Yes, not featuring ads, javascripts, and other security threatening scripts is a form of control. With WordPressMU, what you do on your blog can impact everyone else on the system, so these are off for security reasons.
WordPress.com is still a testing site though very stable. It is the ground floor of all things WordPress and used to test the next versions. Control over what a user adds to the mix helps keep it stable.
With the lessons learned on WordPress.com, WordPress users benefit tremendously. Due to a lot of issues in the beginning with bloggers losing posts due to errors and novice bloggers messing up, the autosave feature was added. Users wanted more control over what was on the front page of their blog and which search engines were indexing their blogs. This was also added and incorporated in to the latest release of WordPress.
Allowing users to add ads has been considered from the very beginning, and is always possible in the future. Not every blog needs ads.
WordPress offers you three options to blog. Want ads, get your own site and use the free WordPress. Or get the free blog from WordPress and pay probably less than a domain name and host server and get the ability to add ads (and share a little of the wealth to keep WordPress.com running).
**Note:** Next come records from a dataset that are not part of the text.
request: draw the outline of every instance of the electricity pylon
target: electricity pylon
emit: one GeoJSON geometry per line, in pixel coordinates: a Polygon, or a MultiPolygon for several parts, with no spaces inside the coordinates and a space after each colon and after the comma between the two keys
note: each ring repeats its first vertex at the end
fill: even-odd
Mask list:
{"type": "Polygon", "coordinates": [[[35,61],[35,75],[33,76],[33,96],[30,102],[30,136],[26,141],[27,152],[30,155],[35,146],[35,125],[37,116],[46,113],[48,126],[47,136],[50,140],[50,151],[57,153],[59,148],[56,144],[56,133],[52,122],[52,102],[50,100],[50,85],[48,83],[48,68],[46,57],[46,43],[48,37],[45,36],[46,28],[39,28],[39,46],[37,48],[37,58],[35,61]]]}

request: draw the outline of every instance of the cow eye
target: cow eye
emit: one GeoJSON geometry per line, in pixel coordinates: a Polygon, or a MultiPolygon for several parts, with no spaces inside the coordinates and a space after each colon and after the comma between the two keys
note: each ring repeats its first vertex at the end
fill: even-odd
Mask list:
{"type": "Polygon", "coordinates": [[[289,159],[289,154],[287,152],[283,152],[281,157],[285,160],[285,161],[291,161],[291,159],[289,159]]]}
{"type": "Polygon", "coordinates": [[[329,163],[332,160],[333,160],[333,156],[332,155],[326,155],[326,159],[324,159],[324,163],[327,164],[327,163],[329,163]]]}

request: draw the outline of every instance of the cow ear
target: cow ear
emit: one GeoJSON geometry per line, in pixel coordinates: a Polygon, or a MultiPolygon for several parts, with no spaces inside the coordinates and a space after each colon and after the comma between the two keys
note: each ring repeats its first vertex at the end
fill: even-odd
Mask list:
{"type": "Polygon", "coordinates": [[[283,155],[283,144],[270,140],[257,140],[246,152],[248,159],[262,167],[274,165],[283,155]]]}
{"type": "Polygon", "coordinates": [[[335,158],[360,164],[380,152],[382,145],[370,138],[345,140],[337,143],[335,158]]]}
Or, get the free WordPress full version and get your own domain and host and have total control over your own ads. Whichever way you choose, WordPress is still free.
Posted by: Lorelle | February 18, 2007 10:39 AM
"They go so far as to filter those links and any other form of advertising."
This isn't entirely accurate. We of course filter javascript an other potentially harmful code, but we're not going to rewrite an Amazon text link someone has in their post. Feel free to test this yourself.
Posted by: Matt | February 19, 2007 12:21 PM
Thanks for those comments; I passed 'em on to my acquaintance (and others in the conversation) on the WELL. Matt, note that she had the idea she couldn't post the Amazon text links after exchanges with Wordpress support. I was skeptical, but I picked up the same impression from the info at the site.
FYI I do think it's a Good Thing to provide incentives for people to give money to Wordpress.